Though it was not discussed, it was likely that after a while the Price was slightly adjusted to provide some profits for HDB. Thus the formula would be Price = Construction + profit.
I use a small p for profit as the profit then was really not much to talk about.
Then someone got an awakening. The CPF holders have a lot of money in their savings. They can afford to pay a more for their flats. Then I think the formula was changed to Price = Construction Cost + Profit.
I am now using a bigger P to equate a bigger profit being built into the price.
This went on for a while till someone got another enlightenment, like being struck by a bolt of wisdom, and the formula was changed to Price = Subsidised Market Price. There was no need for the big P any more. It was hidden in the Market Price.
Then more angry noises were heard and the formula was modified and explained in different ways. It was changed to Price = Resale Market Price with Subsidy.
Then more noises and anger. So the factor of Affordability crept in as many claimed that it was getting unaffordable. So the formula was modified to become Price = Resale Market Price with Subsidy subject to 30% of two incomes for 20 years and instantly it became affordable.
As price kept going up, the formula was revised to Price = Resale Market Price with Subsidy subject to 30% of household income for 20 years. More members can now contribute to make the price more affordable.
Again the price went higher and the formula was again revised to become Price = Resale Market Price with Subsidy subject to 30% of household income for 30 years. See, still very affordable. It was all over the media with the Housing Minister having his special pages to drum this affordability idea into daft Sinkies.
But this was not the end. The formula was again revised to become Price = Resale Market Price with Subsidy subject to 30% of household income for 40/45 years. 30 years simply were not sustainable.

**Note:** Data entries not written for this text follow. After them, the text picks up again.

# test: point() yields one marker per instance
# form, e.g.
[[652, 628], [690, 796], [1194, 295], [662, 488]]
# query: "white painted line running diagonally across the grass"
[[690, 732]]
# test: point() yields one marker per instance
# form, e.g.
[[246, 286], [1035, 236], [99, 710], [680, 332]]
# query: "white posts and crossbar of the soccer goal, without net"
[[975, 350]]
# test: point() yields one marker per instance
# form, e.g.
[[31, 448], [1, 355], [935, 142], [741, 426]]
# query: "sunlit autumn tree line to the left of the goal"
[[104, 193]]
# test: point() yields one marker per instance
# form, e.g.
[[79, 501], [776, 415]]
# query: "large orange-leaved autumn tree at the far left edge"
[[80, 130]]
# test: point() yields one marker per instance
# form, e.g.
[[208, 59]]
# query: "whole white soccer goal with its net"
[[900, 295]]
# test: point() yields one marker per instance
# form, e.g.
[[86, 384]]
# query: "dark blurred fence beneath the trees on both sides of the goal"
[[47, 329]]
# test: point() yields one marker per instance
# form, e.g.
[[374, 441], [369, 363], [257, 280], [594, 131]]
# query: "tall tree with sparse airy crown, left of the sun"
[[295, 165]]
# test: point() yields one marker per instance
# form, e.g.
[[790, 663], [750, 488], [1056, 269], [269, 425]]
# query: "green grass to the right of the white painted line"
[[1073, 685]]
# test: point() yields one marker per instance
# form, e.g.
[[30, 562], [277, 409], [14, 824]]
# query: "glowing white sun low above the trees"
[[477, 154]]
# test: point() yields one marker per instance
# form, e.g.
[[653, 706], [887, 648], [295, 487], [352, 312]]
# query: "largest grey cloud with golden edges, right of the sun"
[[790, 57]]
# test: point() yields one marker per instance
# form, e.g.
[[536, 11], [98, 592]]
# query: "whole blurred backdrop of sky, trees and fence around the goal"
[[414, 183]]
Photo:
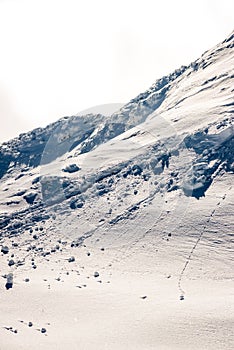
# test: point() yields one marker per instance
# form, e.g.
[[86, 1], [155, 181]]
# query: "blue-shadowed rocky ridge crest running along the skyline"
[[87, 132]]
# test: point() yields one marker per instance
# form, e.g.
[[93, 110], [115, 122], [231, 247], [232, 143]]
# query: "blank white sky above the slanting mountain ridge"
[[58, 57]]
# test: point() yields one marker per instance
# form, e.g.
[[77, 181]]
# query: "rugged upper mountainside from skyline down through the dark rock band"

This may not be the last change as the price is still going up. It is likely that the formula will be revised again and likely to be Price = Resale Market Price with Subsidy subject to 30% of household income for 60 years or 100 years.
Does anyone realize that the Cost factor has been missing since Price was changed to Subsidised Market Price? Yes, Cost is no longer a factor in the issue of pricing HDB flat prices. The price of future HDB flats will not be determined by Cost but by the 30% of household income and how long they allow the buyer to repay. It also means that the price of HDB flats, regardless of Cost, can keep going up as long as the salary goes up and the repayment period is extended.
This is called flexible pricing, or rubber band pricing, like luxury goods. It can go as high as the seller so wishes as long as it keeps to the 30% benchmark plus plus. The first plus is the household income. The second plus is the number of years for repayment which is inversely proportional to the Price. The longer the number of years taken, the higher can the price go up. The formula can thus be written as Price = Resale Market Price(with market subsidy) Plus Plus.